Access to information is a key ingredient to a functioning democracy. Something I was unaware of was that many reports (not just classified reports) produced by Congress are unavailable to the public. The information in these reports is routinely used by politicians in speeches and congressional testimony. How can we repond to politicians statements if we don’t have access to the same information they do? Well, now we can. The folks over at the Center for Democracy and Technology have just made it easier to get a hold of these reports by creating a website that provides access to thousands of congressional reports.

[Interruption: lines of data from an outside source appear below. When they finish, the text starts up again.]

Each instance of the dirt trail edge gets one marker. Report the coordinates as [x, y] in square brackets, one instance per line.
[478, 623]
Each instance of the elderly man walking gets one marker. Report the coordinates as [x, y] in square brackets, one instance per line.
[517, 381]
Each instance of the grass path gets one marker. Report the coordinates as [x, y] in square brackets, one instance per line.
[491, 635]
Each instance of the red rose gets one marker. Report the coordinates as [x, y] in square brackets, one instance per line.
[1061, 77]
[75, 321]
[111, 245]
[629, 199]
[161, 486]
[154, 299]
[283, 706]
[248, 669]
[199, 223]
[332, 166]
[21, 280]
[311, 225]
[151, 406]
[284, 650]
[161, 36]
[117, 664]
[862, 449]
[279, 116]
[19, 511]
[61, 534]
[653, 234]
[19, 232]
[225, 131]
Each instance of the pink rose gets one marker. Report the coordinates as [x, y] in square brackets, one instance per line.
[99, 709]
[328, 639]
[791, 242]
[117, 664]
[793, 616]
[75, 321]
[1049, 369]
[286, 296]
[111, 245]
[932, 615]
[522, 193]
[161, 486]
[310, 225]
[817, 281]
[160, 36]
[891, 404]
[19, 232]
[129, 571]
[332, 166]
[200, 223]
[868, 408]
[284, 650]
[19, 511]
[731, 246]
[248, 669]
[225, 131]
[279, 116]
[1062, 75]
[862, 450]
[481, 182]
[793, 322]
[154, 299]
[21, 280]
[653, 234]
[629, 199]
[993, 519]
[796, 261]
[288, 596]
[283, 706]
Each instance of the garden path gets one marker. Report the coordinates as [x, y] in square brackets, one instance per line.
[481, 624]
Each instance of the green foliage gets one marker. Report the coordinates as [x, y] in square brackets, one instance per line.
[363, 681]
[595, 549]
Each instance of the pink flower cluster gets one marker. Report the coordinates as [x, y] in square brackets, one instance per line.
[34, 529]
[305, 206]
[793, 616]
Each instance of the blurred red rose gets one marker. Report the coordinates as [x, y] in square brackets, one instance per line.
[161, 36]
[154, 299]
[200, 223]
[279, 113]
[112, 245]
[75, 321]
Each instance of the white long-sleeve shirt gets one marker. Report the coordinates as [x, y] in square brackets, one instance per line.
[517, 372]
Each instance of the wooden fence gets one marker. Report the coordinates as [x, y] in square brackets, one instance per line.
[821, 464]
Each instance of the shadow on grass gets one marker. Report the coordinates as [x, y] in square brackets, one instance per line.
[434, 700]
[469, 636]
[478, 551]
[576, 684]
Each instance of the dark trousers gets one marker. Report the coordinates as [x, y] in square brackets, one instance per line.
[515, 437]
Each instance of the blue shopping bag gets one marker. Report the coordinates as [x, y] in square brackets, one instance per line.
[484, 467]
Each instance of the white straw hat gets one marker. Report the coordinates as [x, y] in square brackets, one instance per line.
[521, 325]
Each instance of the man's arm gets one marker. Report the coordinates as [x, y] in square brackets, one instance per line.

The site — www.opencrs.com — links more than a half-dozen existing collections of nearly 8,000 reports from the Congressional Research Service and centrally indexes them so visitors can find reports containing specific terms or phrases.
It also encourages visitors to ask their lawmakers to send them any reports not yet publicly available — and gives detailed instructions to do this — so these can be added to the collection. None of the reports is classified or otherwise restricted.
I’m sure that the information found at this site is going to provide plenty of inspiration for the members of the progressive blogosphere. Enjoy.
Highly recommended!
thank you
You can see what your Representative and Senators should be taking into account when they write legislation and vote. Not that they do!
Thanks for this, petewsh61. Are you connected with the project? There’s another good site at http://digital.library.unt.edu/govdocs/crs/index.tkl where you can search their collection of CRS reports by keyword, title, author, subject, and report number, and browse by subject. (of course— they’re librarians!) I’ll let them know about the Open CRS project — they will probably want to link.